Scottish fact of the day: flags of Scotland
There are a number of explanations as to why Scotland adopted the white cross on the blue background as its national flag.
One is that St Andrew, Scotland’s patron saint, asked to be crucified on a cross differently-shaped to the one of Chirst.
Another involves the a 9th or 10th century battle between a combined Scots and Picts army, and the Anglo-Saxon King of Northumbria at Athelstaneford in East Lothian.
During the battle, it is said, a cross formation of white clouds appeared in the blue sky.

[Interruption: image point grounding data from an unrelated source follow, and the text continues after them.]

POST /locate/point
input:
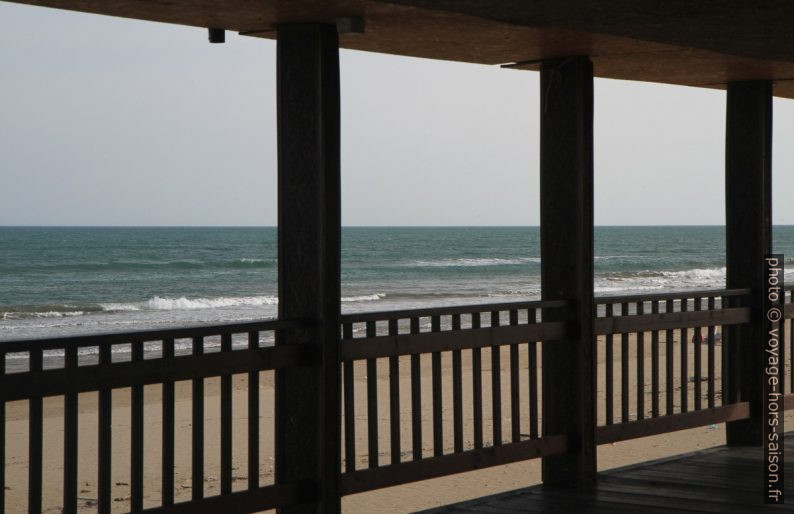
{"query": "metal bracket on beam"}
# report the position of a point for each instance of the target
(350, 25)
(217, 35)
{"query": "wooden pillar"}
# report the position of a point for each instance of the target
(308, 399)
(566, 237)
(748, 220)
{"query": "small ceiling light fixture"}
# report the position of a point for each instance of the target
(217, 35)
(350, 25)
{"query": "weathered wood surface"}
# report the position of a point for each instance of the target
(724, 480)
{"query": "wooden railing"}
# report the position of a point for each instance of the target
(497, 333)
(677, 338)
(106, 365)
(426, 393)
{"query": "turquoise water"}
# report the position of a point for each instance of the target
(56, 281)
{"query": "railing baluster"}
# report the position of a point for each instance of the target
(710, 356)
(394, 398)
(684, 361)
(515, 400)
(416, 398)
(669, 337)
(533, 380)
(698, 359)
(496, 384)
(104, 434)
(655, 365)
(640, 366)
(35, 442)
(624, 369)
(476, 364)
(70, 439)
(226, 422)
(438, 433)
(350, 406)
(197, 489)
(2, 440)
(136, 436)
(372, 402)
(791, 350)
(610, 371)
(253, 416)
(168, 430)
(457, 391)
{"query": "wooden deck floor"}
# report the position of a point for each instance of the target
(726, 480)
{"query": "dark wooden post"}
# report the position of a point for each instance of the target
(566, 237)
(308, 399)
(748, 220)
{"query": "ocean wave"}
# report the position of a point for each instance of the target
(14, 315)
(145, 265)
(364, 298)
(472, 262)
(159, 303)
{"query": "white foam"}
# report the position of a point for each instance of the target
(364, 298)
(159, 303)
(469, 262)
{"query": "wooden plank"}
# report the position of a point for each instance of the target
(698, 359)
(2, 440)
(136, 436)
(359, 317)
(70, 451)
(665, 424)
(35, 440)
(256, 500)
(253, 416)
(640, 308)
(532, 348)
(566, 236)
(625, 390)
(515, 399)
(416, 398)
(197, 419)
(19, 386)
(671, 320)
(169, 426)
(610, 371)
(350, 406)
(438, 429)
(711, 368)
(386, 476)
(394, 399)
(669, 354)
(676, 295)
(655, 366)
(476, 374)
(309, 256)
(684, 371)
(457, 391)
(59, 343)
(448, 340)
(226, 422)
(372, 403)
(104, 434)
(748, 224)
(496, 385)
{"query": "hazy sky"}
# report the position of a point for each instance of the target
(106, 121)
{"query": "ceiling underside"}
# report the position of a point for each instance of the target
(704, 44)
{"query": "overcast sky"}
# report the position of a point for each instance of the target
(105, 121)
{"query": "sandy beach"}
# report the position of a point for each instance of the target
(403, 498)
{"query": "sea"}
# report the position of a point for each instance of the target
(58, 281)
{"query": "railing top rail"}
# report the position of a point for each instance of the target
(446, 311)
(21, 345)
(677, 295)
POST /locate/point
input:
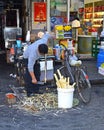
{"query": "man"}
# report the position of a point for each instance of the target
(31, 55)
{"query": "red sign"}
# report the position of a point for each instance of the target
(40, 11)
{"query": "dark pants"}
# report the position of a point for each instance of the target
(30, 87)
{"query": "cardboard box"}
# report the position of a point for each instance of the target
(49, 71)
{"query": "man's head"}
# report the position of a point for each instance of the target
(43, 49)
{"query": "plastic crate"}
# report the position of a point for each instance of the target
(95, 48)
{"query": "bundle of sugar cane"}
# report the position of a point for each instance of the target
(62, 82)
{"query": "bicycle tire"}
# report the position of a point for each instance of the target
(83, 85)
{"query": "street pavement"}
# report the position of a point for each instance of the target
(80, 117)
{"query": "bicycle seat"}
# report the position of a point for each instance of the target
(75, 63)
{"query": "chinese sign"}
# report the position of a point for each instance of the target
(40, 11)
(63, 31)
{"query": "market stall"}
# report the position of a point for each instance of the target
(85, 43)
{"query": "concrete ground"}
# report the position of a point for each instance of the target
(81, 117)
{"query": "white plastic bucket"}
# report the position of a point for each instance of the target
(65, 97)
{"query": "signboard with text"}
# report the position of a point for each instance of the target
(40, 11)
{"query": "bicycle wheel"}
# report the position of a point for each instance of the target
(83, 86)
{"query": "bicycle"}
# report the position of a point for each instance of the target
(77, 74)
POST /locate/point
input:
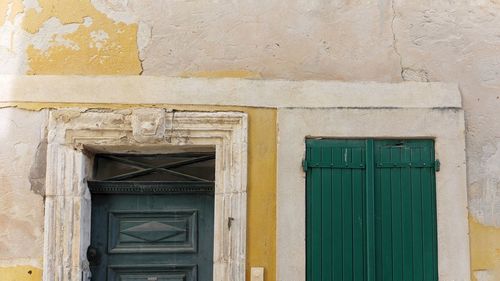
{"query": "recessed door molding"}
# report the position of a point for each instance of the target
(74, 135)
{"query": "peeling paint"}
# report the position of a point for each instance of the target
(70, 38)
(223, 74)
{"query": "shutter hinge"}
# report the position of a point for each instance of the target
(437, 165)
(304, 165)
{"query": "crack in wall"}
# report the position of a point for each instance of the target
(394, 40)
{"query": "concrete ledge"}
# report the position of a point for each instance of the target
(227, 91)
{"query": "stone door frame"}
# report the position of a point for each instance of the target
(74, 135)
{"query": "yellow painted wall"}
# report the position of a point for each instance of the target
(485, 250)
(20, 273)
(261, 209)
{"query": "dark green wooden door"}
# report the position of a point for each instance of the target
(150, 230)
(371, 212)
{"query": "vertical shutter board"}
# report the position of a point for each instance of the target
(386, 217)
(326, 215)
(338, 254)
(316, 242)
(358, 190)
(369, 212)
(347, 224)
(427, 224)
(396, 219)
(308, 217)
(379, 253)
(413, 213)
(407, 228)
(337, 207)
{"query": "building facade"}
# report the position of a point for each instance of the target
(260, 85)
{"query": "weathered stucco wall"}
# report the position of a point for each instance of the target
(21, 206)
(380, 40)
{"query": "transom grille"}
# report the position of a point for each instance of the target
(147, 173)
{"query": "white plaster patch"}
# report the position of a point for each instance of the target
(87, 21)
(99, 38)
(13, 43)
(485, 195)
(483, 275)
(32, 4)
(116, 10)
(489, 70)
(144, 34)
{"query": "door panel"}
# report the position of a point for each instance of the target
(152, 236)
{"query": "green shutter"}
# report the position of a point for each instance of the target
(371, 212)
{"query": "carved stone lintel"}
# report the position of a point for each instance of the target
(68, 205)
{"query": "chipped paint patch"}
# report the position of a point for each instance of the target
(98, 44)
(222, 74)
(47, 37)
(485, 251)
(20, 273)
(484, 194)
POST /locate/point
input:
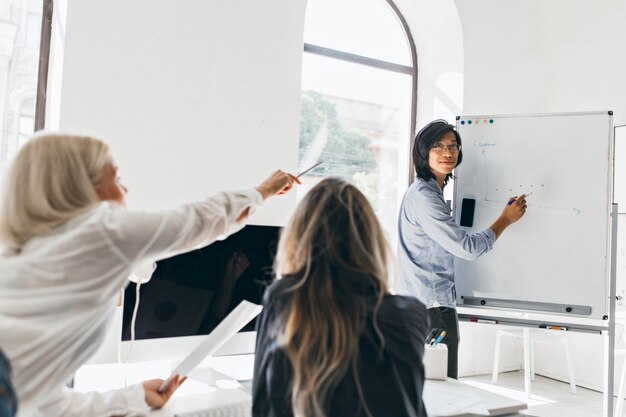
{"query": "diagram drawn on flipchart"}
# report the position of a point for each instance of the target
(493, 193)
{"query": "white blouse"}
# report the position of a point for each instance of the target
(57, 296)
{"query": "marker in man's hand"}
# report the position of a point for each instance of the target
(514, 199)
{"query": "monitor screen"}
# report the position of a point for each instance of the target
(190, 293)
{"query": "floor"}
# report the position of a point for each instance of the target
(549, 398)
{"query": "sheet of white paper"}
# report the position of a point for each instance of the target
(442, 402)
(231, 324)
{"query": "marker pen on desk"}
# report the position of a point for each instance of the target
(431, 336)
(441, 336)
(545, 326)
(475, 320)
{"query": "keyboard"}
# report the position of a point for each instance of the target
(238, 409)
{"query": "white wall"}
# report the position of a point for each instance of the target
(193, 97)
(534, 56)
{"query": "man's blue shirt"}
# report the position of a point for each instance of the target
(429, 239)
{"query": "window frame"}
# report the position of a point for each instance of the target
(44, 64)
(383, 65)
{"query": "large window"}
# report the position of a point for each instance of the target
(20, 39)
(358, 94)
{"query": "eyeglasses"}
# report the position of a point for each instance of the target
(439, 148)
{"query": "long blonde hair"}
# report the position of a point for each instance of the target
(51, 180)
(335, 245)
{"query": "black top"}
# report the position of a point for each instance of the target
(392, 383)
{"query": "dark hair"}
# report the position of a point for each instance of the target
(424, 140)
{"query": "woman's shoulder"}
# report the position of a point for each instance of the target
(403, 304)
(401, 315)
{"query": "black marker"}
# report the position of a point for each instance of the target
(431, 335)
(308, 169)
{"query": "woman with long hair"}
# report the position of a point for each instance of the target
(331, 340)
(69, 248)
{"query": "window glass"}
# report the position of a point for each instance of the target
(19, 63)
(362, 27)
(356, 120)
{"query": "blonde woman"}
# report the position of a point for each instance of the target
(332, 341)
(69, 246)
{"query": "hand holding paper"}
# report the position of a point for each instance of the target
(232, 323)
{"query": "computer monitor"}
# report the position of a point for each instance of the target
(190, 293)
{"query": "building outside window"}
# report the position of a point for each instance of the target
(357, 100)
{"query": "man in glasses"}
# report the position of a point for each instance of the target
(429, 238)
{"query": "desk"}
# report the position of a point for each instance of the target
(449, 398)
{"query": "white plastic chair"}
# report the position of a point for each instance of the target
(529, 339)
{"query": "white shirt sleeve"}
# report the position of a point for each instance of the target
(135, 236)
(129, 401)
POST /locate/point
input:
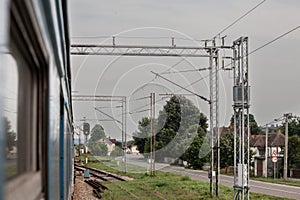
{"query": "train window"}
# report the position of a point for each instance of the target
(10, 115)
(26, 107)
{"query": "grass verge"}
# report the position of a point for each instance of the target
(164, 185)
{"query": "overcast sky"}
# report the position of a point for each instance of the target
(274, 70)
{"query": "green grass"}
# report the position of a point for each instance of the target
(278, 181)
(164, 185)
(269, 180)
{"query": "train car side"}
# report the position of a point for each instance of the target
(36, 137)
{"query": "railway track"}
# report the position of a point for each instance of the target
(103, 175)
(98, 187)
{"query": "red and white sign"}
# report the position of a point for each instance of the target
(274, 156)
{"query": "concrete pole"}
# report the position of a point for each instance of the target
(286, 147)
(266, 153)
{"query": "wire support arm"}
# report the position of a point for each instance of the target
(201, 97)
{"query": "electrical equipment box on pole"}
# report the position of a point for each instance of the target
(86, 128)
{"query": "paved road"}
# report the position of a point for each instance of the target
(255, 186)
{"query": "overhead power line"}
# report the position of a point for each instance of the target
(238, 19)
(190, 70)
(201, 97)
(275, 39)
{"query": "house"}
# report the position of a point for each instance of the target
(275, 146)
(109, 142)
(132, 148)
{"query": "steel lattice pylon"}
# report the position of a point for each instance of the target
(241, 103)
(214, 117)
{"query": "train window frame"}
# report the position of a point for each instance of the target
(29, 51)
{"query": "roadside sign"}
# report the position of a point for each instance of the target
(274, 159)
(274, 156)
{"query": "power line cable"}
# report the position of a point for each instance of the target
(190, 70)
(238, 19)
(275, 39)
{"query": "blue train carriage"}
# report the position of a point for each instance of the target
(36, 134)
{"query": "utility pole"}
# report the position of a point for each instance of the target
(153, 131)
(241, 104)
(151, 134)
(266, 153)
(286, 146)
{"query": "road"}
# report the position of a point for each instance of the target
(278, 190)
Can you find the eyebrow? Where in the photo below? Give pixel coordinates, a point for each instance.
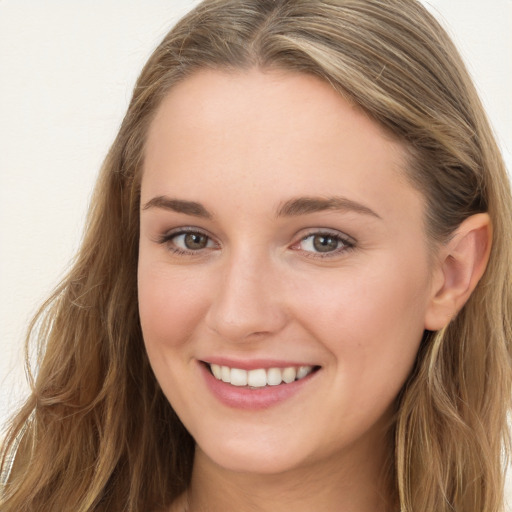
(292, 208)
(304, 205)
(179, 206)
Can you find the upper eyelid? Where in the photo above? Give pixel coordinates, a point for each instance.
(298, 237)
(301, 235)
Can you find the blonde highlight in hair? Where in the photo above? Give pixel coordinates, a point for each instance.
(98, 433)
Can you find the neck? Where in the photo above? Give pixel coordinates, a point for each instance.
(338, 485)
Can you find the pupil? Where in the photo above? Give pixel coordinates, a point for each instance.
(325, 243)
(195, 241)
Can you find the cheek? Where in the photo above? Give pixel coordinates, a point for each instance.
(370, 318)
(170, 306)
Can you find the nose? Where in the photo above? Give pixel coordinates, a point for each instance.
(249, 301)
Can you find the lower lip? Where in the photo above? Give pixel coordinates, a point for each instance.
(252, 399)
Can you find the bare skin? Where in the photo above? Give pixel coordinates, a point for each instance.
(246, 259)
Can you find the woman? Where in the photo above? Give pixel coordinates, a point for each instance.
(294, 289)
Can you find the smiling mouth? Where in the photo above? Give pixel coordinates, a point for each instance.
(261, 377)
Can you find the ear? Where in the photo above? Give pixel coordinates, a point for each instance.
(462, 262)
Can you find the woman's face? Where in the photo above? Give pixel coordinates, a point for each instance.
(283, 250)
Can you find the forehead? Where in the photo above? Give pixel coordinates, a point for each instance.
(270, 133)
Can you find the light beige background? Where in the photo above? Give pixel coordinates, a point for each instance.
(66, 73)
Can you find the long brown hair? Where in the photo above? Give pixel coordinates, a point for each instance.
(97, 433)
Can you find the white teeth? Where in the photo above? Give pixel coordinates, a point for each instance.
(257, 378)
(238, 377)
(225, 374)
(274, 377)
(289, 375)
(260, 377)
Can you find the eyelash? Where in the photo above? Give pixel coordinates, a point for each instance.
(344, 243)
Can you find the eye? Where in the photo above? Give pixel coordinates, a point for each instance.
(324, 243)
(183, 242)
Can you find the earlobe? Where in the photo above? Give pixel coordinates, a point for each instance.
(462, 263)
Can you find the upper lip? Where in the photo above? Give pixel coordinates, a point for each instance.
(254, 364)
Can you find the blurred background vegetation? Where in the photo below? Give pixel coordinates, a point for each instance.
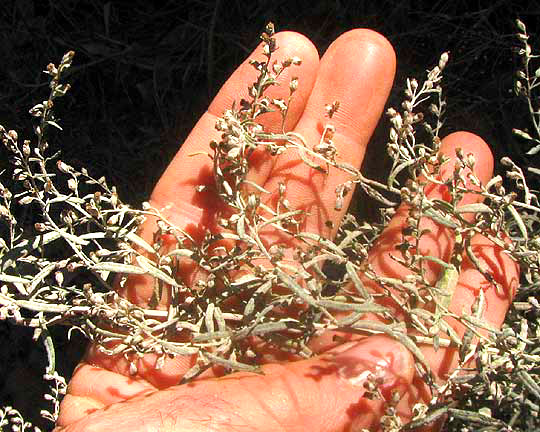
(145, 71)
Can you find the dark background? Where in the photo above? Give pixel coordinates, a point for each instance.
(143, 74)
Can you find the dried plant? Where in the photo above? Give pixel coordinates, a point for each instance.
(60, 271)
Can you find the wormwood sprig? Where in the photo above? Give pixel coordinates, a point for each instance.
(60, 270)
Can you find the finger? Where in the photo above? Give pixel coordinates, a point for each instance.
(176, 188)
(175, 195)
(321, 394)
(357, 70)
(498, 297)
(438, 242)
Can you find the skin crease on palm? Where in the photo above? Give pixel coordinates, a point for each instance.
(324, 393)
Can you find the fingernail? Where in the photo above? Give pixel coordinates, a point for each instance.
(377, 359)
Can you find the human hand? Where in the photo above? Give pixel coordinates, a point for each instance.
(325, 393)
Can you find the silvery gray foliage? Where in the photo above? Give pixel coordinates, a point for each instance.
(62, 270)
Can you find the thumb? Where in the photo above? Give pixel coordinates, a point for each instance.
(328, 393)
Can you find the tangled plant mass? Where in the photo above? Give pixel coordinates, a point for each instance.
(61, 270)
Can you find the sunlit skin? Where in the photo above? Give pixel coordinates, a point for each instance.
(324, 393)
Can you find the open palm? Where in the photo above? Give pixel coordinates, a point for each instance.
(324, 393)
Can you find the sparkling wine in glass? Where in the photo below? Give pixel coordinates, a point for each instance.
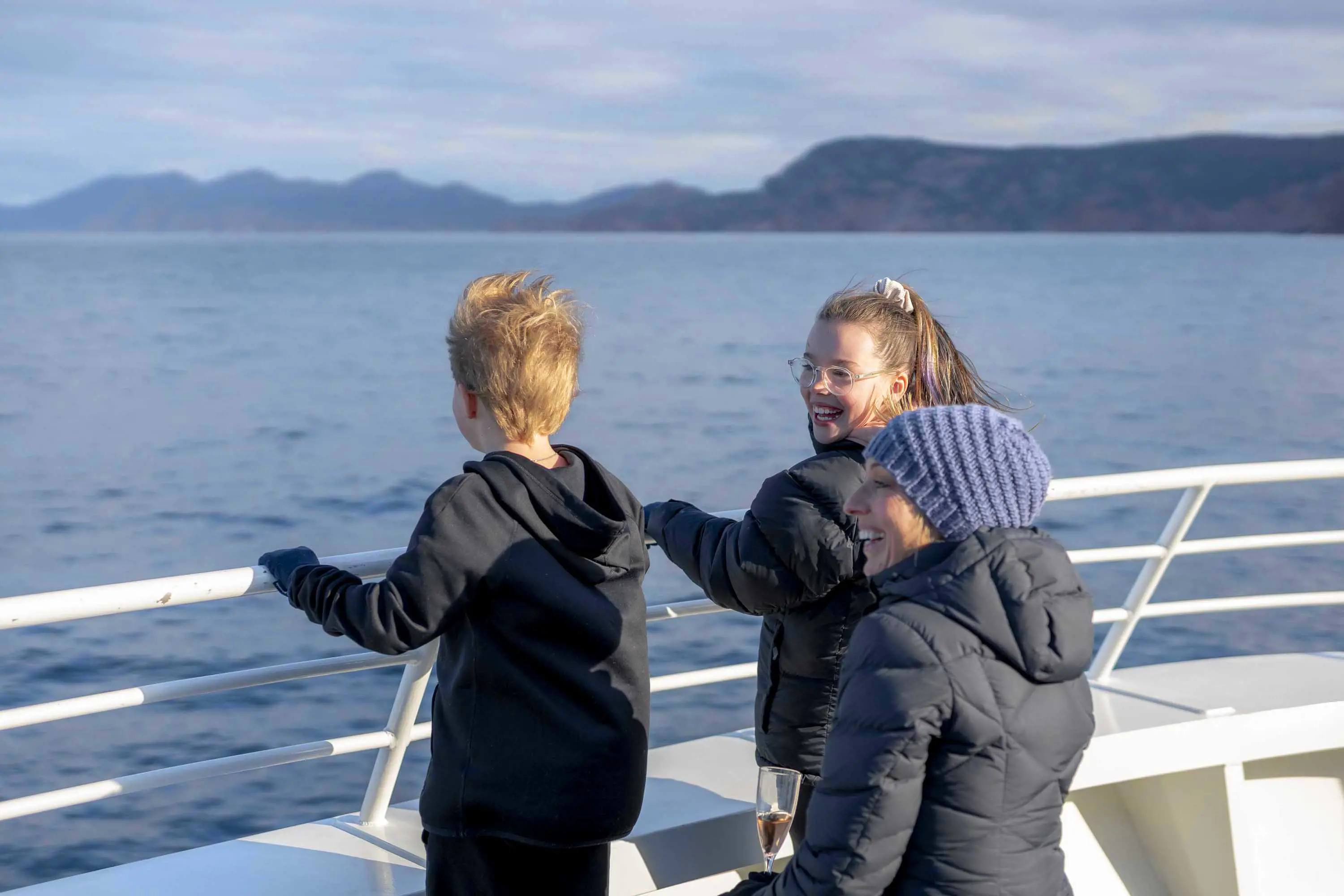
(777, 798)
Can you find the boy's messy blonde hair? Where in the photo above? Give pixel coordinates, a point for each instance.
(517, 345)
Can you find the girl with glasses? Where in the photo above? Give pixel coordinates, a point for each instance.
(795, 559)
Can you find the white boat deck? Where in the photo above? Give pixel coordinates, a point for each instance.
(1154, 723)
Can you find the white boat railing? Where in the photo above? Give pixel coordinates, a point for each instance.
(402, 730)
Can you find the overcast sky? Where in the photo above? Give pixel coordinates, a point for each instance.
(556, 100)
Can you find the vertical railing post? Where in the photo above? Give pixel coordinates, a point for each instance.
(1147, 582)
(405, 708)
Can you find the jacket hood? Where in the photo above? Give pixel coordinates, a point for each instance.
(1018, 591)
(597, 536)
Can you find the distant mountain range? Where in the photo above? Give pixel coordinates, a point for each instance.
(1203, 183)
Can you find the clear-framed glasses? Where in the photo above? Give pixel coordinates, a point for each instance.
(839, 379)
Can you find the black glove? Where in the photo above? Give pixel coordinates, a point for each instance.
(656, 516)
(754, 883)
(281, 564)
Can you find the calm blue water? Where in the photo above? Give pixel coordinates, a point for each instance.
(182, 404)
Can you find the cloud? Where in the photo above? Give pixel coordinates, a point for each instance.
(533, 103)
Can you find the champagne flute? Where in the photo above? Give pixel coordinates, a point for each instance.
(777, 798)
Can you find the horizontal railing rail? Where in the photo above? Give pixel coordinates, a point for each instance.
(402, 730)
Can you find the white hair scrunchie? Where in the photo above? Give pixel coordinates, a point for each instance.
(897, 291)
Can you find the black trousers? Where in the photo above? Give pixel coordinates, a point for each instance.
(498, 867)
(799, 829)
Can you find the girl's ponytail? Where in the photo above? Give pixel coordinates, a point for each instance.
(910, 340)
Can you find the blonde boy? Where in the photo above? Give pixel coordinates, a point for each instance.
(529, 569)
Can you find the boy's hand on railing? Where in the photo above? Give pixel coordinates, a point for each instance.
(281, 564)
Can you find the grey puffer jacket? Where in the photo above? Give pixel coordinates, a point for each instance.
(963, 718)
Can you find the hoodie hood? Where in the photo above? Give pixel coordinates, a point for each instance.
(1018, 591)
(597, 535)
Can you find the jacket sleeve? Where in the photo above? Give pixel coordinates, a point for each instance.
(422, 591)
(785, 552)
(894, 700)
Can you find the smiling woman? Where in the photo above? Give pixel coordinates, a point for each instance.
(796, 556)
(964, 710)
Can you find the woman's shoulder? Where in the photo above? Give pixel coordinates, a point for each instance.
(839, 470)
(822, 482)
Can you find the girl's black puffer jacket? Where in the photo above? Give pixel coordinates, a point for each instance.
(793, 559)
(963, 718)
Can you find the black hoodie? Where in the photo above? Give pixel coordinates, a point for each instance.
(963, 718)
(542, 708)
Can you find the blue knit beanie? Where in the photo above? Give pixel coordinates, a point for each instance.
(964, 466)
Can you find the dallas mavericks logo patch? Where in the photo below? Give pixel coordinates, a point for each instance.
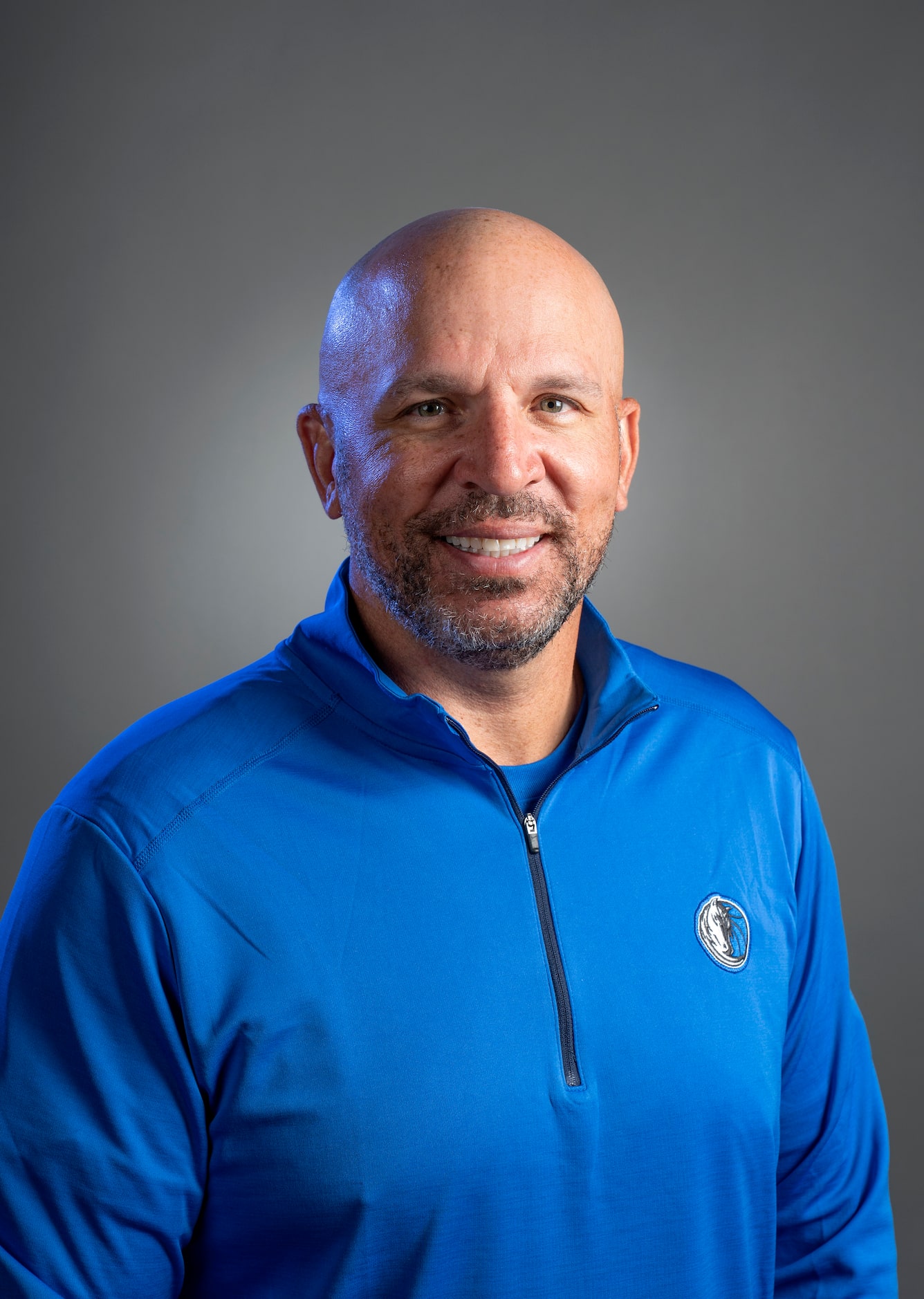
(723, 929)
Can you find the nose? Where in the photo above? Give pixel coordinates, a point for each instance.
(501, 454)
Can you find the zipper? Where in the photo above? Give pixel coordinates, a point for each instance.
(537, 871)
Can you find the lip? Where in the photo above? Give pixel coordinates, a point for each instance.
(493, 563)
(503, 533)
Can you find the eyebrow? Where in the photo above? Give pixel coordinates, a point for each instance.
(406, 385)
(409, 383)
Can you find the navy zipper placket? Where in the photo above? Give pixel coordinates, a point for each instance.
(537, 871)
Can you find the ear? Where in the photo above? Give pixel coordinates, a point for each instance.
(627, 412)
(317, 443)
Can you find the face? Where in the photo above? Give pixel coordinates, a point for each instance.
(480, 454)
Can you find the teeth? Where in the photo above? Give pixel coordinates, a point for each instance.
(493, 544)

The Northumbrians were defeated and St Andrew became the patron saint of Scotland, with the white cross on a blue background later becoming the national flag.
In the 1300s, many Scottish soldiers had a white cross on their tunics, but it wasn’t until the 15th century that the flag came into widespread use, and as a result, is one of the oldest flags still in existence.
The Lion Rampant
Back when flags and banners were important in identifying opposing elements in battles, King William I ‘the Lion’ (1143 - 1214) adopted a heraldic banner depicting a lion rearing up with three outstretched paws. This eventually became the royal coat of arms of Scotland and was incorporated into the Great Seal of Scotland, which was placed on all official documentation.
During the designing period, the lion rampant had the Latin motto ‘Nemo me impune lacessit’ incorporated into it, meaning ‘No-one attacks me with impunity,’
Strictly speaking, the lion ramprant belongs solely to the monarch - although a Royal Warrant was issued allowing the flag to be displayed as a token of loyalty to the crown.